Catholic Culture Trusted Commentary
Catholic Culture Trusted Commentary
Catholic World News

Over 500 scholars affirm Church teaching on contraception

September 20, 2016

More than 500 scholars have signed a statement of support for the Catholic Church's teaching on contraception.

At a press conference held at the Catholic University of America on September 20, the scholars unveiled an "Affirmation of the Church's Teaching on the Gift of Sexuality." The statement was issued as a rebuttal to the "Wijngaards Statement," in which critics of the Church's teaching had called for acceptance of contraception.
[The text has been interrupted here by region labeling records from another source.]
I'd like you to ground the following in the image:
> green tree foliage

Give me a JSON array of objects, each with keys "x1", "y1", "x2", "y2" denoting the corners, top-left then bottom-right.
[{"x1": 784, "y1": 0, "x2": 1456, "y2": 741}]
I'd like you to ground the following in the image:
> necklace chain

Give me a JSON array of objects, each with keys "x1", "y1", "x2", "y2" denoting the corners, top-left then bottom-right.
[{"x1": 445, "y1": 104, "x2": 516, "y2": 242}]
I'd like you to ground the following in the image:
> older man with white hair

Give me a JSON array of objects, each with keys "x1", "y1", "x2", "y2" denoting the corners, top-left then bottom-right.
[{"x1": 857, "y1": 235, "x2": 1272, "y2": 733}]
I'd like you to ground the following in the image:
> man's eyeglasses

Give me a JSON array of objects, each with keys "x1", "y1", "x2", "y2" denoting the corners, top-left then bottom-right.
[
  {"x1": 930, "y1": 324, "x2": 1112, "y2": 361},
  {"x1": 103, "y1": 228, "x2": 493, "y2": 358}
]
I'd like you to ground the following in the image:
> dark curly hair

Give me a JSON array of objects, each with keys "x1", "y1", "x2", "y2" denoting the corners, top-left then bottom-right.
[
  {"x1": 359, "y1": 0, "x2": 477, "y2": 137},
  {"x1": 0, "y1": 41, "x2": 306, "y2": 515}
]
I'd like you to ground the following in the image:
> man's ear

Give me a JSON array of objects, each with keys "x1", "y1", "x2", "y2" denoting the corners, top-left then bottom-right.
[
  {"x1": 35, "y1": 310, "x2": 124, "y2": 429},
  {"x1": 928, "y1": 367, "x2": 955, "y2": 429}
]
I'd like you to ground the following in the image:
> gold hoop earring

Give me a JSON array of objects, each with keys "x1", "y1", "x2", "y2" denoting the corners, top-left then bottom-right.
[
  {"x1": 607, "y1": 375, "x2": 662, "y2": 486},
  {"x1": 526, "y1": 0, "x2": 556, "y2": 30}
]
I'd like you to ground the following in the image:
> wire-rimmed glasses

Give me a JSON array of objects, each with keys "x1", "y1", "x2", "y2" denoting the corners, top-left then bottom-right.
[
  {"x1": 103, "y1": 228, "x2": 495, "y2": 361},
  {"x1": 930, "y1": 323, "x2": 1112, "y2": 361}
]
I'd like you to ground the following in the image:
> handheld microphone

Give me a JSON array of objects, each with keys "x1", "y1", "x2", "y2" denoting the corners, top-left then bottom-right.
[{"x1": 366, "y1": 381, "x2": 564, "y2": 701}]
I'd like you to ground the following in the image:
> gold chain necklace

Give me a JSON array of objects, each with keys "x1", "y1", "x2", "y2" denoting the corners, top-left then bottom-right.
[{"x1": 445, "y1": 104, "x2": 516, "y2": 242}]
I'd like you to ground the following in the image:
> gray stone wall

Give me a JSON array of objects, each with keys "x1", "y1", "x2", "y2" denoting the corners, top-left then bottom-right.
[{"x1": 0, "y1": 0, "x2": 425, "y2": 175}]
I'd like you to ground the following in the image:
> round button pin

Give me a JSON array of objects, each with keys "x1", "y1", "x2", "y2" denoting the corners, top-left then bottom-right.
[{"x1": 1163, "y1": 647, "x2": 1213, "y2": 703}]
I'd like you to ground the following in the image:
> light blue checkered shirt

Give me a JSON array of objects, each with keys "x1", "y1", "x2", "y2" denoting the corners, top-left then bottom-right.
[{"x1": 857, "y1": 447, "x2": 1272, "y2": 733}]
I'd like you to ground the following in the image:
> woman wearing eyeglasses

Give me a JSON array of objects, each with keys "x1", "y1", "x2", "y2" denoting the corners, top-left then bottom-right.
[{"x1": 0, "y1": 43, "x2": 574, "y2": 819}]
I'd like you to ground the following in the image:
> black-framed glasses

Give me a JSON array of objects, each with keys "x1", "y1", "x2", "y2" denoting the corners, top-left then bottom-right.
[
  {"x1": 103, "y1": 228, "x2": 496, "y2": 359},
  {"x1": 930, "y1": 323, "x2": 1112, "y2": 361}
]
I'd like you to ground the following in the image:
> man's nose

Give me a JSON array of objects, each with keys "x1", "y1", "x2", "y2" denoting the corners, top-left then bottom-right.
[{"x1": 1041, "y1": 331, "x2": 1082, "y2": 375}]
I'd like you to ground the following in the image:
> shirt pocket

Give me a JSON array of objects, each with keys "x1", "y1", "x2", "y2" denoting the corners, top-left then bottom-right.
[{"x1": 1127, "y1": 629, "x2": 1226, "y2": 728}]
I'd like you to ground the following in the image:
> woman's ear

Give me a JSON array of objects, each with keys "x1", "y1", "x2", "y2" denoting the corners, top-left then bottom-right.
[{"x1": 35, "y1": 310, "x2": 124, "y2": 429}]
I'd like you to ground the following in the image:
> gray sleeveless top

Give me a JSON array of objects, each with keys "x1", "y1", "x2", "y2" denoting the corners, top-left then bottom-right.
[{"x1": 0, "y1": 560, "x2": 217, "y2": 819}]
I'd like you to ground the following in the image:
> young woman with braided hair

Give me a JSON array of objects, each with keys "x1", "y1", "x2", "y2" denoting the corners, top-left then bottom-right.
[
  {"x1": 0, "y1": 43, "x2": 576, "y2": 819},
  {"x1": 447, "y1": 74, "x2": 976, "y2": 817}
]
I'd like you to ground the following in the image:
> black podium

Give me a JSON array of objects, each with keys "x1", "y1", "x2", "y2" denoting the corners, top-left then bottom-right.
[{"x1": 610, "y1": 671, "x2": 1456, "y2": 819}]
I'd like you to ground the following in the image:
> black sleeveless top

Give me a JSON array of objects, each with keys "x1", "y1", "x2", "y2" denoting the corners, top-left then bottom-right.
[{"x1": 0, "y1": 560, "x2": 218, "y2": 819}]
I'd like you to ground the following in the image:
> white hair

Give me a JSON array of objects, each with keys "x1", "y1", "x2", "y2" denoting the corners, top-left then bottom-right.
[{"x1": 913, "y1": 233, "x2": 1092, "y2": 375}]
"Scholarly support for the Church's taching on the gift of sexuality, on marriage, and on contraception has burgeoned in recent decades," said the signatories of the "Affirmation." They added that the Wijngaards Statement "offers nothing new to discussions about the morality of contraception..."
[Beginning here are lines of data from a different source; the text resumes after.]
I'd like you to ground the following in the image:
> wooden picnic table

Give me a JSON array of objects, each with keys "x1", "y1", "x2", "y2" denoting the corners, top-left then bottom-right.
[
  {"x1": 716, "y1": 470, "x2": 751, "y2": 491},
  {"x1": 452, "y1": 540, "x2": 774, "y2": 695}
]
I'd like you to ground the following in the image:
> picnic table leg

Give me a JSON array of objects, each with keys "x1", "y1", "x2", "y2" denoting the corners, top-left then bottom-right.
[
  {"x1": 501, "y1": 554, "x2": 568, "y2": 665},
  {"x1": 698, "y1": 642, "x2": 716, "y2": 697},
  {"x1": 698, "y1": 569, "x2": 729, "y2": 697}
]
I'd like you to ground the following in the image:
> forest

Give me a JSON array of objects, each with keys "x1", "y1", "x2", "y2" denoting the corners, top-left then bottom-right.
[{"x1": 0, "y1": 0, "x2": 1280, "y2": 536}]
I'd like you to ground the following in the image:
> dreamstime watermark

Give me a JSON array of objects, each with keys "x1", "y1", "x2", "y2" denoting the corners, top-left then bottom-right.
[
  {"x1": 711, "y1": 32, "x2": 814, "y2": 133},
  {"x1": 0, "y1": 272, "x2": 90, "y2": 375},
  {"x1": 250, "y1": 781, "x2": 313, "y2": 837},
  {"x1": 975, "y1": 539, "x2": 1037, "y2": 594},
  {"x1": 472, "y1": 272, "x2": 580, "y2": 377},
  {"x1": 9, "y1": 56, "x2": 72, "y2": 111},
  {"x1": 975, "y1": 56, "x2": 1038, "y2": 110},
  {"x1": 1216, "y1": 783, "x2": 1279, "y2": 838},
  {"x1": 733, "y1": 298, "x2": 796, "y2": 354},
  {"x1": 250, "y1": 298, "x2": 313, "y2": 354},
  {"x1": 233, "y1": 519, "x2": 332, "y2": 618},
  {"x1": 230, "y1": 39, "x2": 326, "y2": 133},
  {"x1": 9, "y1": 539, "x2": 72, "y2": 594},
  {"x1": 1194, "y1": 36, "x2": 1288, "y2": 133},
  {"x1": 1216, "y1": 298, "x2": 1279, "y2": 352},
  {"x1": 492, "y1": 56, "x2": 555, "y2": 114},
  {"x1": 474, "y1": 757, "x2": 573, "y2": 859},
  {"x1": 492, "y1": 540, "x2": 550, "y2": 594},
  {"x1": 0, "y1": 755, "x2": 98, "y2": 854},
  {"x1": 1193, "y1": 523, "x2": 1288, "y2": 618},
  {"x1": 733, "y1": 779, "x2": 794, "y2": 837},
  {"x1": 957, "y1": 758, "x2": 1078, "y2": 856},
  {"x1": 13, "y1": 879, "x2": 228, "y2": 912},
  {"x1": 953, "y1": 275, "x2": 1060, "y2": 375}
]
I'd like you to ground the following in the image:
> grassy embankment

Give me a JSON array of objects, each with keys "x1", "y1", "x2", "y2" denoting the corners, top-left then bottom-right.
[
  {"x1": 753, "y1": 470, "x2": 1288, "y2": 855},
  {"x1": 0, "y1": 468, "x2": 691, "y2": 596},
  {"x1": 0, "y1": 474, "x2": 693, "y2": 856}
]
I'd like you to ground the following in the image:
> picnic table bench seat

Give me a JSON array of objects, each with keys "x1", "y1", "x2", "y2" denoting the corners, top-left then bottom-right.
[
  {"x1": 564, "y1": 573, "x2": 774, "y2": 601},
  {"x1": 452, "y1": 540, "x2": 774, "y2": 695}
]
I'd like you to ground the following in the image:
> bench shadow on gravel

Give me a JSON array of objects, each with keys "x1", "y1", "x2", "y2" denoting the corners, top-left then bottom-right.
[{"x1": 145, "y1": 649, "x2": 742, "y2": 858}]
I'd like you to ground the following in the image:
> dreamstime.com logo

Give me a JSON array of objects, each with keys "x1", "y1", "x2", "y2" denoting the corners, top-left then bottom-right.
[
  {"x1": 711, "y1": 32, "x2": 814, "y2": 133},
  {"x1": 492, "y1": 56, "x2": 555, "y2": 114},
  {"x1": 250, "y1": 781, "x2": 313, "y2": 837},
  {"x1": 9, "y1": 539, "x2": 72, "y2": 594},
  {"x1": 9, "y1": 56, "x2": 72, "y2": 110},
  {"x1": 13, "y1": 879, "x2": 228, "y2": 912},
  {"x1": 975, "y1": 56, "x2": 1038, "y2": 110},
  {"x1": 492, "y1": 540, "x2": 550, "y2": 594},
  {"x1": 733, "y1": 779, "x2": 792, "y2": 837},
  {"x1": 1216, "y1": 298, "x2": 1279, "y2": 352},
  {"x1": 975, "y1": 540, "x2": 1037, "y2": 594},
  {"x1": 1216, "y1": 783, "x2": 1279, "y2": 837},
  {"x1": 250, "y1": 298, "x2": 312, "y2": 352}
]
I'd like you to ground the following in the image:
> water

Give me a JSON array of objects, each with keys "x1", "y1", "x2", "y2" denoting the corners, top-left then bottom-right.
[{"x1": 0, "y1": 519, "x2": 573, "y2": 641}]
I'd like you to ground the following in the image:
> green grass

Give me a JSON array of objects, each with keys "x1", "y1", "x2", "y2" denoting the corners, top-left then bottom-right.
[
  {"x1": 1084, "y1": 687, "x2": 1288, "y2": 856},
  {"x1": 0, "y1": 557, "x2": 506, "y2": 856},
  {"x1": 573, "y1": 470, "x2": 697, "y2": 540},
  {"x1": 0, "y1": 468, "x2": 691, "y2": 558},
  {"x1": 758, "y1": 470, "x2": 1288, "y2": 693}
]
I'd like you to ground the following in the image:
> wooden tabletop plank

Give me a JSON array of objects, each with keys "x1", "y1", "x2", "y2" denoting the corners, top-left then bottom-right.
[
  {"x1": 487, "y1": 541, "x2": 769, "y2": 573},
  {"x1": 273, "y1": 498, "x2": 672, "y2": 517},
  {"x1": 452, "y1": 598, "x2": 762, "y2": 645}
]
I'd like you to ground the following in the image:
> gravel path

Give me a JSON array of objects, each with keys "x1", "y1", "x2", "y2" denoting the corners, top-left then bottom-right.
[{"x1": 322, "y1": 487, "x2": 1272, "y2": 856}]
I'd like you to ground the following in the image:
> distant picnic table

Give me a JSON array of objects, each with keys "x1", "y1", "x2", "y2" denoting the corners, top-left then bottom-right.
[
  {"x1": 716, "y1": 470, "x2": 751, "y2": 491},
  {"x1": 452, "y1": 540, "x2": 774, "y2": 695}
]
The Wijngaards Statement had argued that Humanae Vitae, the 1968 encyclical by Pope Paul VI reaffirming the Church's opposition to contraception, has now been shown inadequate. The authors of the "Affirmation" emphatically disagreed,

John Grabowski, a theology professor at Catholic University who served as an expert for the 2015 meeting of the Synod of Bishops, said: "Unfortunately, the Wijngaards Statement fails to acknowledge the vindication of Blessed Paul VI over the last 48 years by the sciences, the social sciences, and its further elaboration by the teaching of St. John Paul II and its support from Pope Francis."
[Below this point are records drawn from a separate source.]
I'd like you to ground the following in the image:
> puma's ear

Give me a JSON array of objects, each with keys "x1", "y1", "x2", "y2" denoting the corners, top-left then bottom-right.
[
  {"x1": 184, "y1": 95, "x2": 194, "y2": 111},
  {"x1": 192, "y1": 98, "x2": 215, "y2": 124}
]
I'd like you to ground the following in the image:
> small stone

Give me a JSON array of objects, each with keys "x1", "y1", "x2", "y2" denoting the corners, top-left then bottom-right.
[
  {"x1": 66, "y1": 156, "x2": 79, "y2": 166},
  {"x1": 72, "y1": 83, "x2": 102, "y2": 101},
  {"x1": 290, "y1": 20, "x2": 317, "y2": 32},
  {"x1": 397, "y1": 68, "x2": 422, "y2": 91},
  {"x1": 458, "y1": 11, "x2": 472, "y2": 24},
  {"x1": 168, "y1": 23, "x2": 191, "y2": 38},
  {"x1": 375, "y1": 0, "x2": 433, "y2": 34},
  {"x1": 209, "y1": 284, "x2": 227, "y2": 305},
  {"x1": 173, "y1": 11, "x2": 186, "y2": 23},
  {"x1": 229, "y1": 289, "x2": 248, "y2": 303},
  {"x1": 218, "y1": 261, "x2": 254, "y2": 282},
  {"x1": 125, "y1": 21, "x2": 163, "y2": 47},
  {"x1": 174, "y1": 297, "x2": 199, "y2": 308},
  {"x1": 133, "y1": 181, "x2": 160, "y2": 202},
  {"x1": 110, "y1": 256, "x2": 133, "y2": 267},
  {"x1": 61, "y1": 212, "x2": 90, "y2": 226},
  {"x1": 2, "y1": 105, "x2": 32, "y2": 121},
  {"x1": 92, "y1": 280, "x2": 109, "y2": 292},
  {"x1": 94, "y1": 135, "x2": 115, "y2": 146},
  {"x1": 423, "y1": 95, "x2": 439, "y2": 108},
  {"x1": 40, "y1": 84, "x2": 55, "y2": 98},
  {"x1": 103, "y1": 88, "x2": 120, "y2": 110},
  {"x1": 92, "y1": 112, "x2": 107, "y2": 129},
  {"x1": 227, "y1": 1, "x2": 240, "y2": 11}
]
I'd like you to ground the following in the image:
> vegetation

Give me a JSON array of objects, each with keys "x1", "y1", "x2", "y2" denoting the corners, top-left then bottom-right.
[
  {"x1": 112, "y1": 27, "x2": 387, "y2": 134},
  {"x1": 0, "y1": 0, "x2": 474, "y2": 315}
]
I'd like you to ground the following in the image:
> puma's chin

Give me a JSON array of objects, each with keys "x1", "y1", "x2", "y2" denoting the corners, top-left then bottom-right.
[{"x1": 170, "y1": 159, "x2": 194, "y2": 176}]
The affirmation was signed by scholars including:

  • Janet Smith, a moral theology at Sacred Heart Seminary in Detroit;
  • John Garvey, the president of Catholic University;
  • John Haas, the president of the National Catholic Bioethics Center;
  • J. Budziszewski, a philosophy professoar at the University of Texas at Austin;
  • Father Wojciech Giertych, OP, theologian of the pontifical household;
  • Traci Rowland, dean of the John Paul II Institute in Melbourne, Australia;
  • George Weigel, biographer of St. John Paul II; and
  • Michael Novak, visiting professor at Catholic University and Templeton Prize winner.